While Facebook declined to say how many individuals the infected employee had potentially exposed through direct contact – some 3,000 people work for the social media behemoth in London – the platform insisted it had notified all of them. It is reportedly reaching out to other visiting employees and contractors who’ve passed through its London sites in the last few days in order to alert them to the possible risk.
Affected employees have been advised to “self-isolate” and monitor potential symptoms closely. Coronavirus can take as long as two weeks to make its presence felt, and while an infected person might feel healthy, they can still infect others. The UK saw a jump in coronavirus cases since Thursday, with 47 new diagnoses confirmed in the preceding 24 hours – bringing the total number of infected up to 163. While two deaths have been linked to the virus, according to Sky, the second victim was in his 80s and had underlying health conditions; doctors are still waiting for the return of tests to confirm the presence of the coronavirus.

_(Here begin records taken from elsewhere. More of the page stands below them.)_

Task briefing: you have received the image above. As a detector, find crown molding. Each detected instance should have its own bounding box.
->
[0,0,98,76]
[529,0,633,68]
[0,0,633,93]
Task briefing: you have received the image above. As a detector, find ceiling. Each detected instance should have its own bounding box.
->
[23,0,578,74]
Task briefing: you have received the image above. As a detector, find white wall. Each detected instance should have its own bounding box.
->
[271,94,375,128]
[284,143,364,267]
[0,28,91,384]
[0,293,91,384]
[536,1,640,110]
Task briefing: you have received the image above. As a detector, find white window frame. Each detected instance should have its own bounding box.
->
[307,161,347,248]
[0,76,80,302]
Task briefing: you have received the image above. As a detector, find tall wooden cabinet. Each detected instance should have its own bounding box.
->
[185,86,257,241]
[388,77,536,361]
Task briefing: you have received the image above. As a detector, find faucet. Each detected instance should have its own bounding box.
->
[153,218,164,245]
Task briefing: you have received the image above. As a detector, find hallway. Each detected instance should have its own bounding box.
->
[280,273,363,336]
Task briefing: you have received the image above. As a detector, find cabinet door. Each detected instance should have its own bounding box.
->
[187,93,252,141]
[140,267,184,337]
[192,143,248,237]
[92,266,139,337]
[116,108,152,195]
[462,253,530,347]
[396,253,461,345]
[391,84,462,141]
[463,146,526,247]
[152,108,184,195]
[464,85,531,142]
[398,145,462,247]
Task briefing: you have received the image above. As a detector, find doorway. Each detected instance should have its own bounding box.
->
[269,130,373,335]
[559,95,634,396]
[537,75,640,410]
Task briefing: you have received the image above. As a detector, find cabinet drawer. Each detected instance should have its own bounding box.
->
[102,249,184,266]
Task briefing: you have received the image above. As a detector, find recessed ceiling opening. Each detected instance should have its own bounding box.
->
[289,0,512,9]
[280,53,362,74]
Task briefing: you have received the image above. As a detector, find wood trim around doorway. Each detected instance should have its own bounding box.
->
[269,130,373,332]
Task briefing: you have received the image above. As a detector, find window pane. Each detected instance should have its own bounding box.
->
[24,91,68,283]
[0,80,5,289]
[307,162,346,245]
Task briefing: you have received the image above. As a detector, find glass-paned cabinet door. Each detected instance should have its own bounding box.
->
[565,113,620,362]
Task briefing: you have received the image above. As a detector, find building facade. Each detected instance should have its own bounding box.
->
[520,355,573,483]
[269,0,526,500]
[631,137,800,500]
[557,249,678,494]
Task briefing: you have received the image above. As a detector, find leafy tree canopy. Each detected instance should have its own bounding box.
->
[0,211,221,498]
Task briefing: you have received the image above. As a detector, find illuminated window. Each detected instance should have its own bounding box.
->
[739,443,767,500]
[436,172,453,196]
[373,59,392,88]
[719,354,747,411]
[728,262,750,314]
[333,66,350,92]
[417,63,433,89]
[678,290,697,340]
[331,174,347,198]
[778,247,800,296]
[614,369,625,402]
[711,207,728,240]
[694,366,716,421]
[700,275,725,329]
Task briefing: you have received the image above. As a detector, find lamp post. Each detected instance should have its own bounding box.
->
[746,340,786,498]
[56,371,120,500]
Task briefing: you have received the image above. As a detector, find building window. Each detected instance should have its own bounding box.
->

The total shutdown mirrors Facebook’s actions in Seattle, where an employee who was last at work on February 21 was diagnosed on Wednesday with the virus. Facebook informed its workers that the office would close until March 9, ordering them to telecommute until then. Others were informed they’d be working from home until the end of the month. The company had already curtailed social guests to its offices as a precaution, and recently called off the in-person part of its annual 5,000-person developer convention in San Francisco.